Compare the energies of following sets of quantum numbers for multielectron system.
(A) n = 4, 1 = 1
(B) n= 4, l = 2
(C) n = 3, l = 1
(D) n = 3, l = 2
(E) n = 4, 1 = 0
Choose the correct answer from the options given below :

• A. \((B)>(A)>(C)>(E)>(D)\)
• B. \((E)>(C)<(D)<(A)<(B)\)
• C. \((E)>(C)>(A)>(D)>(B)\)
• D. \((C)<(E)<(D)<(A)<(B)\)

Answer 1

The Correct Option is D

To determine the order of energy levels for the given sets of quantum numbers in a multi-electron atom, we use the concept of the n + l rule. According to this rule, the energy of an electron is determined first by the sum of the principal quantum number \( n \) and the azimuthal (angular momentum) quantum number \( l \).

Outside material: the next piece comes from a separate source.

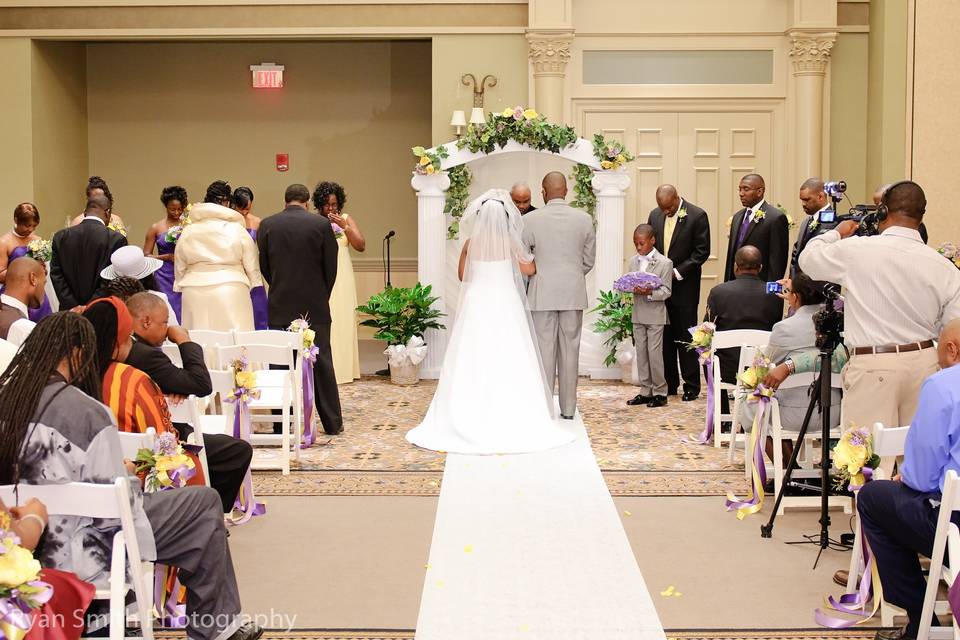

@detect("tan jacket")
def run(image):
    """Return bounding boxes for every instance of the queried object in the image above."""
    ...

[173,203,263,291]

The higher the sum of \( n + l \), the higher the energy. If two orbitals have the same \( n + l \) value, the one with the lower \( n \) value is lower in energy.

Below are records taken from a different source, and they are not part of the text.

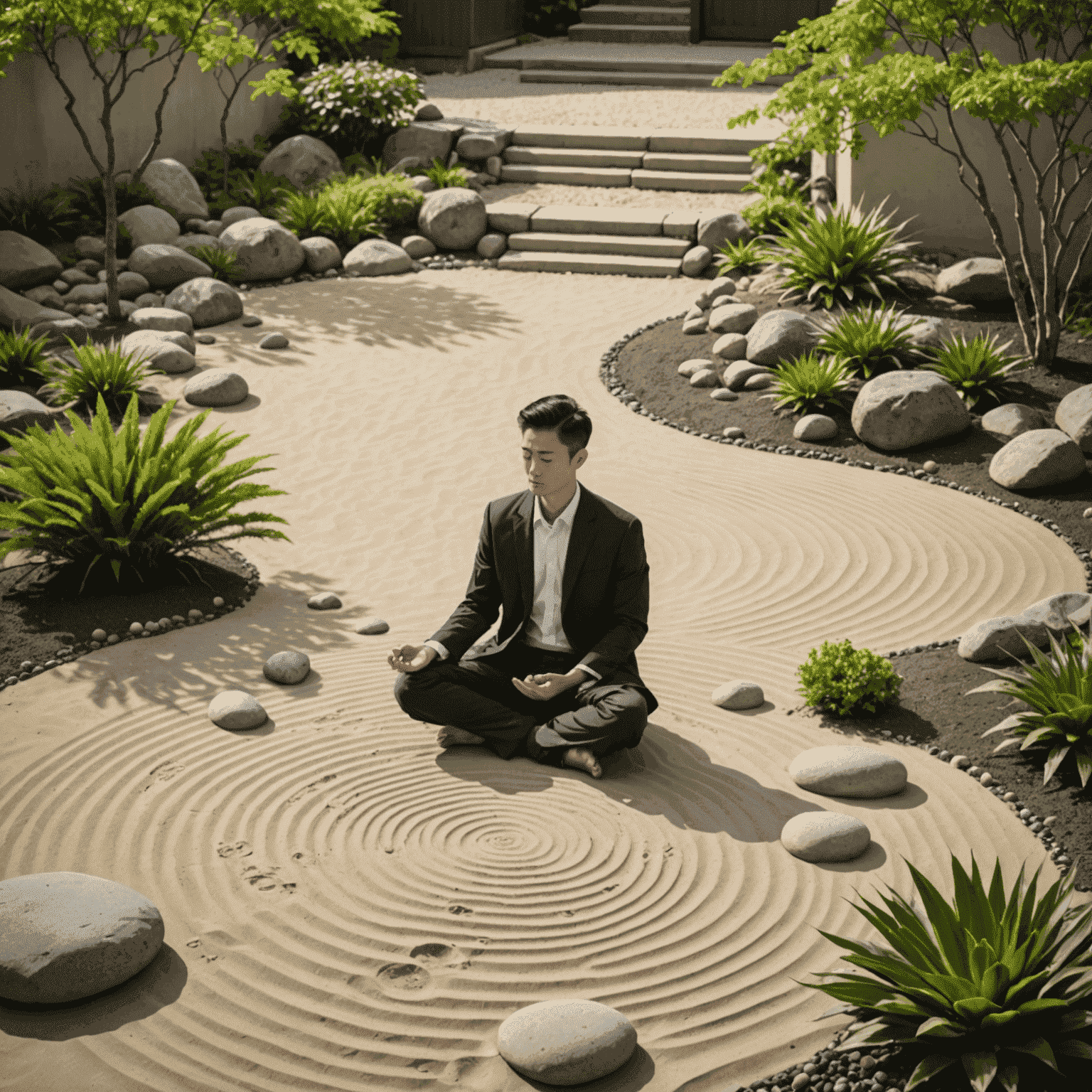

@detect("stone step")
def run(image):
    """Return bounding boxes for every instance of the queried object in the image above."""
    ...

[508,230,693,257]
[497,250,682,277]
[633,168,750,193]
[500,163,631,186]
[580,4,690,31]
[569,23,690,46]
[503,144,646,171]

Let's evaluate each given set:

1. (A) \( n = 4, l = 1 \) → \( n + l = 4 + 1 = 5 \)
2. (B) \( n = 4, l = 2 \) → \( n + l = 4 + 2 = 6 \)
3. (C) \( n = 3, l = 1 \) → \( n + l = 3 + 1 = 4 \)
4. (D) \( n = 3, l = 2 \) → \( n + l = 3 + 2 = 5 \)
5. (E) \( n = 4, l = 0 \) → \( n + l = 4 + 0 = 4 \)

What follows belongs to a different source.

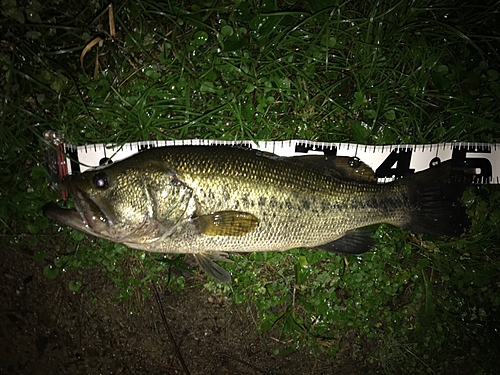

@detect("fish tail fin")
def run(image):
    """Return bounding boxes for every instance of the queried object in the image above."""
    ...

Now, let's order the orbitals by energy:

• Sets (C) and (E) both have the smallest \( n + l \) values (4), but set (C) has a lower \( n \) (\(n = 3\) compared to \(n = 4\)), so set (C) is lower in energy than set (E).
• Sets (A) and (D) have the same \( n + l \) values (5), but set (D) has a lower \( n \), making it lower in energy than set (A).
• Set (B) has the highest \( n + l \) value (6), so it is the highest in energy.

Thus, the order of energy levels is: (C) < (E) < (D) < (A) < (B)

The correct answer is: \((C)<(E)<(D)<(A)<(B)\)

Answer 2

In multielectron systems, the energy of an electron in an orbital depends on both the principal quantum number (\(n\)) and the azimuthal quantum number (\(l\)). The energy increases as the value of \(n + l\) increases. For orbitals with the same \(n + l\), the one with the lower \(n\) has lower energy.

• (A) \(n + l = 4 + 1 = 5\)
• (B) \(n + l = 4 + 2 = 6\)
• (C) \(n + l = 3 + 1 = 4\)
• (D) \(n + l = 3 + 2 = 5\)
• (E) \(n + l = 4 + 0 = 4\)

Order by \(n + l\):

\((C) = (E) < (D) < (A) < (B)\)

For orbitals with the same \(n + l\), compare \(n\):

\((C) < (E)\), as \(n = 3\) for (C) and \(n = 4\) for (E).

Final Answer: \((C) < (E) < (D) < (A) < (B)\).